WHO stops drug trial over mortality rate claim
Chinese contribution to international study welcomed by organization
The World Health Organization, or WHO, said on Monday that it has temporarily suspended the trial of hydroxychloroquine as a drug to be used in treatment of COVID-19 after an article in medical journal The Lancet suggested it caused a high mortality.
Launched by the WHO and its partners more than two months ago, the Solidarity Trial initiative aims to evaluate the safety and efficacy of four drugs and drug combinations, including hydroxychloroquine, against COVID-19. More than 400 hospitals in 35 countries are actively recruiting patients and so far nearly 3,500 patients from 17 countries have been enrolled.
On Friday The Lancet published an observational study on hydroxycholoroquine and chloraquine, and their effects on hospitalized COVID-19 patients. The authors reported that among patients receiving the drug, when used alone or with a macrolide, a higher mortality rate was estimated.
WHO Director-General Tedros Adhanom Ghebreyesus said that the executive group of the Solidarity Trial, representing 10 of the participating countries, met on Saturday, and had agreed to review a comprehensive analysis and critical appraisal of all evidence available globally.
He said the review will consider data collected so far in the Solidarity Trial and, in particular, robust randomized available data, to adequately evaluate the potential benefits and harms of this drug.
"The executive group has implemented a temporary pause of the hydroxychloroquine arm within the Solidarity Trial while the safety data is reviewed by the Data Safety Monitoring Board," he told a virtual news conference from Geneva.
The other arms of the trial are continuing, he added. "I wish to reiterate that these drugs are accepted as generally safe for use in patients with autoimmune diseases or malaria," he said, in reference to hydroxychloroquine.
The Lancet study involved 96,000 COVID-19 patients, nearly 15,000 of whom were given hydroxychloroquine, or its related form chloroquine, either alone or with an antibiotic. It found that these patients were more likely to die in hospital and develop heart rhythm complications than other COVID-19 patients in a comparison group.
United States President Donald Trump shocked the world last week when he said that he has been taking hydroxychloroquine, the drug he has also promoted in previous speeches.

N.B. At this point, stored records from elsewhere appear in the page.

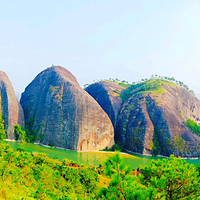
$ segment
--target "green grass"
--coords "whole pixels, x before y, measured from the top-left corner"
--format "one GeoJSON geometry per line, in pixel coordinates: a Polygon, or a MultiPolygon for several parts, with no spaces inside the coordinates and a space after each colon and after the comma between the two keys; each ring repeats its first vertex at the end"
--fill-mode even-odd
{"type": "Polygon", "coordinates": [[[197,135],[200,135],[200,126],[198,126],[197,123],[195,123],[191,119],[187,119],[185,121],[185,125],[190,129],[190,131],[197,135]]]}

"A lot of good things have come out about the hydroxy. A lot of good things have come out. You'd be surprised at how many people are taking it, especially the front-line workers — before you catch it," he said at the White House on May 18.
"I happen to be taking it. I happen to be taking it. ... I'm taking it -- hydroxychloroquine -- right now."
But in an interview aired on Sinclair Broadcasting on Sunday, Trump claimed that he had "just finished" taking a two-week course of the hydroxychloroquine.
"Finished, just finished," he was quoted as saying, by NBC News.
At Monday's briefing, Tedros was also asked to comment on China's State Councilor and Foreign Minister Wang Yi's remarks on Sunday that China is open to international scientific study into the origin of the coronavirus that causes COVID-19.
Tedros said the study of the origin of the virus is not new, and the group of international experts visiting China in February have already agreed on that. "So it has been on the table. It's a matter of continuing and doing it," he said.
He said that all stakeholders understand the importance of studying the origin of the virus to prevent it from happening again in the future.
Mike Ryan, executive director of the WHO Health Emergencies Programme, said he is very pleased to hear a very consistent message coming from China, which is one of openness to such an approach.
"I don't believe there is a date yet for scientific mission but we will be looking forward to doing that as soon as possible," he said. Both Tedros and Ryan said last week that priority now is to contain and control the spread of the virus.
Ryan said he was pleased to see the publication of the first peer review publication of the vaccine study from China, and the many other scientific publications on COVID-19 from China over the last months.
"The number of scientific collaborations between Chinese institutions and institutions all over the world is also a very positive sign," Ryan said.